Will try to gather more details and update the ticket.
@wy65701436 @reasonerjt, btw, this happens also on single pod harbor core instances. Easy to reproduce, set DB max connections to <10, eg. 5 and try to delete in the UI 100 Images
We have some updates on the issue:
It seems when the core runs out of DB connection, it freezes.
This was observed with 2.9.4 but, it should also happen with the latest Harbor version.
I the diagrams one can see the time before and after the restart of Harbor.
We are using Harbor installation with internal PostgreSQL Database and 3 harbor core replicas running.

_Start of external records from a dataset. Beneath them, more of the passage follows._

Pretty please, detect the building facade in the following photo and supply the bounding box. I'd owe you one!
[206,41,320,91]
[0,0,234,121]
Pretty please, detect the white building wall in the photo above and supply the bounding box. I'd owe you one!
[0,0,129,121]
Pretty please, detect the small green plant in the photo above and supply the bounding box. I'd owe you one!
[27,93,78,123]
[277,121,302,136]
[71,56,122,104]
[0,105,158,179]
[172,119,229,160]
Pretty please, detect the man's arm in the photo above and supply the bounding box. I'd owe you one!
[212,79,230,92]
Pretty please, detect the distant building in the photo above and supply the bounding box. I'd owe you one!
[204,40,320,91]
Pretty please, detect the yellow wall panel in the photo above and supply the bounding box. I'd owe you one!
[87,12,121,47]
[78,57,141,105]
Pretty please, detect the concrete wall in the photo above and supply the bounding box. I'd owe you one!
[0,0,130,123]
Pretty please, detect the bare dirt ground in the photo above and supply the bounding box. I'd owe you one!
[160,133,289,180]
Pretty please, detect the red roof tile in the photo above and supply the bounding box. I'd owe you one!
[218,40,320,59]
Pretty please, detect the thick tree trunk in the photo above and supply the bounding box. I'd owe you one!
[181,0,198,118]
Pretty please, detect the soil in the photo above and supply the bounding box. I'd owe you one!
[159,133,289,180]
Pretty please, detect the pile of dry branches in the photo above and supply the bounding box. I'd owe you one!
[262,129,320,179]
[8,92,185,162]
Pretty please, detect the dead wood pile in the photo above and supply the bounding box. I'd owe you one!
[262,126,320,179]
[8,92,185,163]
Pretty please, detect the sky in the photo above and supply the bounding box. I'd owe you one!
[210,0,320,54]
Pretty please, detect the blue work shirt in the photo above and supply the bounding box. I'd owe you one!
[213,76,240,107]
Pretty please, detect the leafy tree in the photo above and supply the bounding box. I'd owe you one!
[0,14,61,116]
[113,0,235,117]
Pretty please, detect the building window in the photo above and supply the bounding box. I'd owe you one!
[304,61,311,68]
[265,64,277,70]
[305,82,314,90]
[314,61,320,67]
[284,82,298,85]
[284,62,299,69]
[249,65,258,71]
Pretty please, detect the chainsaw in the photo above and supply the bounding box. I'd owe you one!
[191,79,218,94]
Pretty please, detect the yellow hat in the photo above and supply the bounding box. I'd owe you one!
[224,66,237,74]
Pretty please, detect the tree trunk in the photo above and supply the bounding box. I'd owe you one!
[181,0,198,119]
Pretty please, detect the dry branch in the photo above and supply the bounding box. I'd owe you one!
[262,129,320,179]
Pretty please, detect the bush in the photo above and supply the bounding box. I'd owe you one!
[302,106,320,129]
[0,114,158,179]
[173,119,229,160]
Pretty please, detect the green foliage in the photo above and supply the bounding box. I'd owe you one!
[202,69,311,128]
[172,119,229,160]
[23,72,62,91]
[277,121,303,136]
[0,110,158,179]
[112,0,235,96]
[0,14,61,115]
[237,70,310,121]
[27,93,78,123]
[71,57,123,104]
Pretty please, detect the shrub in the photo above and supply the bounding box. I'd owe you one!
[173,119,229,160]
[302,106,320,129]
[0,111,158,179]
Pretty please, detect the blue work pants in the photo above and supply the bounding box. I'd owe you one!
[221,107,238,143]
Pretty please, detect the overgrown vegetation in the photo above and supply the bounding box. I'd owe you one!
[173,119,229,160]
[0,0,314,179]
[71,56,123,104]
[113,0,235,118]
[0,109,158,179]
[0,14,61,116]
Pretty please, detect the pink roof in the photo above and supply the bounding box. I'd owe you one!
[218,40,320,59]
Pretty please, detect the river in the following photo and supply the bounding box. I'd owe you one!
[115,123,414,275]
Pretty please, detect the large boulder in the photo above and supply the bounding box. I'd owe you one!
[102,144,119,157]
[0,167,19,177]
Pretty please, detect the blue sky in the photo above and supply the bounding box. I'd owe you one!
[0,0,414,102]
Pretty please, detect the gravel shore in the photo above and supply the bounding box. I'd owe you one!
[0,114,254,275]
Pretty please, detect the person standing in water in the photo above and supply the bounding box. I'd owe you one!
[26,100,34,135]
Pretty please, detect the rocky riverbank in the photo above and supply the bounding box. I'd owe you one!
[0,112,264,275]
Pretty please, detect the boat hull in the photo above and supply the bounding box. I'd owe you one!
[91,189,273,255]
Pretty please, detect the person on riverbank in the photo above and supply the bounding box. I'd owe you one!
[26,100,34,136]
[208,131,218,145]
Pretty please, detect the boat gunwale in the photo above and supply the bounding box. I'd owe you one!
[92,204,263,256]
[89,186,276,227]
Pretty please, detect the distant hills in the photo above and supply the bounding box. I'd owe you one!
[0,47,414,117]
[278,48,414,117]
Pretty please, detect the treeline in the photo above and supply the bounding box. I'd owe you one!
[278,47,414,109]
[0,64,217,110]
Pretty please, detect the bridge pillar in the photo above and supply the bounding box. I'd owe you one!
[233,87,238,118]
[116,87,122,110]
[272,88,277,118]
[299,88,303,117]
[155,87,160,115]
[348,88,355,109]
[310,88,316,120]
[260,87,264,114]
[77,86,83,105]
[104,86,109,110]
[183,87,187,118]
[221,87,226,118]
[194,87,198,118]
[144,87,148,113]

When we try to delete multiple (>10) images via Harbor UI with this configuration, the page just hangs and keeps reloading. If I check the long running queries on Postgres side, it seems like the queries from different core-replicas just blocking each other and it is impossible to unblock trying to terminate backends (https://www.shanelynn.ie/postgresql-find-slow-long-running-and-blocked-queries/)
I am not very handy in PostgreSQL operation, thus so far we have to restart database in such cases by restarting database pod.
Down-scaling harbor-core deployment to 1 replica solves the problem. With one replica running multiple images can be deleted from UI without any issues.
I am wondering if somebody is experiencing same issue with external Postgres database as well.